Era il 31 gennaio, giorno in cui
si festeggia San Giovanni Bosco, il protettore di tutti i giovani. Nell’iniziare
l’avventura con i ragazzi, per me è sempre stato un punto di riferimento
fondamentale: mi colpiva soprattutto la sua ricetta per la santità, che
consisteva semplicemente nello stare allegri, fare il proprio dovere e fare del
bene agli altri.
Così in quel giorno tanto
importante abbiamo deciso di radunarci per ricordarlo, partecipando alla santa
Messa delle 18,30. Incredibilmente si realizzò quello che avevo solo sognato:
la cappella feriale che usavamo per pregare e che solitamente a quell’ora
ospitava un gruppetto di pie donne fedelissime, quella sera si riempì di
giovani. Eravamo talmente tanti che mancava l’aria. E non sto esagerando...
Anche se non tutti sapevano
rispondere alle invocazioni del Parroco e molti nemmeno conoscevano il vero
significato della messa, con i canti, l’entusiasmo e il loro “esserci” hanno
manifestato il desiderio di ringraziare don Bosco e Dio per I doni ricevuti.
Preso da tanta emozione pregai che mi desse una mano nell’educare quei giovani:
“Caro don Bosco amico della gioventù, aiutami a capire i passi di questo nostro
cammino. Io voglio bene ai ragazzi, ma non sempre mi è chiaro da che parte
andare”. Non erano parole a caso. Erano una vera e propria richiesta d’aiuto.
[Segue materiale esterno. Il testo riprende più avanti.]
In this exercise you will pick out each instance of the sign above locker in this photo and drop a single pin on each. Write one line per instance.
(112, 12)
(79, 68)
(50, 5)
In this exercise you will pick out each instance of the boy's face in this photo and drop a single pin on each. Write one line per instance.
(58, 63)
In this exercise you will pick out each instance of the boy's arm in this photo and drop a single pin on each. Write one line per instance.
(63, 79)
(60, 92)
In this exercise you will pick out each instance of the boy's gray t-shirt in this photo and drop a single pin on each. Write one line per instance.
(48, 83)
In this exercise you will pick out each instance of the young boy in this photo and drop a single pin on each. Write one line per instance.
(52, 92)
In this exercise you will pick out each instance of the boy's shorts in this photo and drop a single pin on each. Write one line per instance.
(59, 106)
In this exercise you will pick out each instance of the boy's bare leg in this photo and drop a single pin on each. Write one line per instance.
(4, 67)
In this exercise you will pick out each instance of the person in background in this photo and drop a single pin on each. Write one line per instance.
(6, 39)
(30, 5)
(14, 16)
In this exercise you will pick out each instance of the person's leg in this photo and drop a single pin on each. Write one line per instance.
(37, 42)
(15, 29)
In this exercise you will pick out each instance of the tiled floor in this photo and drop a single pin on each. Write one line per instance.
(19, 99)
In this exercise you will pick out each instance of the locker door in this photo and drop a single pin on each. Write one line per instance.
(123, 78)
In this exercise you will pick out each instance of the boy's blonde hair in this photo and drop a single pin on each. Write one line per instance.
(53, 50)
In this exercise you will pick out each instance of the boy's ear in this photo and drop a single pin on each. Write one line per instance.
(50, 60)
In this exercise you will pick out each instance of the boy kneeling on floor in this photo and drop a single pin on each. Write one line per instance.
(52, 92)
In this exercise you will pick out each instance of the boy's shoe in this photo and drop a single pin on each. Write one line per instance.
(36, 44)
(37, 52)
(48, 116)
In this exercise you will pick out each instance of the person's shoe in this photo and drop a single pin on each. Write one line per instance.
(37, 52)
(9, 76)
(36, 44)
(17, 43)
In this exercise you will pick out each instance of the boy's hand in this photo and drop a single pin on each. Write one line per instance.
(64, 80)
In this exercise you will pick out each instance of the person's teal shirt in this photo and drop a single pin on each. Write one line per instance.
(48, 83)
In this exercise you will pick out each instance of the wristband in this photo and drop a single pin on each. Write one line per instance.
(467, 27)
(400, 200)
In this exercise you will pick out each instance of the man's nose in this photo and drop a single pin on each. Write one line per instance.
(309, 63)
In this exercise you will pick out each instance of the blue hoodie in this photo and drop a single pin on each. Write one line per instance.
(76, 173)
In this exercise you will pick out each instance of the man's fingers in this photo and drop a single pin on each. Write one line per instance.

Col passare del tempo mi sono
accorto che le risposte arrivano: non come e quando lo vogliamo noi, ma al
momento opportuno arrivano.
Un giorno si avvicinò Manuel, il
ragazzo più grande del gruppo, che da pochi giorni era diventato maggiorenne.
Mi disse che desiderava iniziare il cammino per fare la Prima Comunione, perché
aveva ricevuto solo il Battesimo quando era piccolo. Voleva un aiuto più
grande, per non essere da solo ad affrontare le sfide della sua vita.
Qualche giorno dopo anche Habib mi
venne a parlare. Suo padre era cristiano, mentre sua madre, tragicamente
scomparsa nel tentativo di attraversare il Mediterraneo col classico barcone, era
musulmana. Prima di morire gli aveva detto che da grande avrebbe dovuto
decidere lui stesso quale fede scegliere. “Io vorrei vivere da cristiano”, mi
disse, “ma non so niente”. “Il segno di croce lo sai fare?” gli chiesi. Scossò
la testa. Allora glielo insegnai: “da oggi inizieremo un percorso, quando lo
avrai terminato sarai in grado di scegliere”.
Manuel e Habib mi confermarono
che il nostro stare insieme non era fatto solo per il calcio, la merenda o
l’avventura. Quelle erano solo una molla iniziale, che avrebbe portato a
tutt’altro. Pensavo alla cura della parte spirituale di ogni ragazzo, che di
solito si trascura solo perché non si vede e non si tocca.
Quella sera quando arrivai a
casa, presi il Vangelo di Marco del giorno seguente che diceva: “l’uomo getta
il seme e dorme; e il seme cresce, senza che lui sappia come”. Pensai a don
Bosco, mi venne da sorridere e una certa pace mi invase.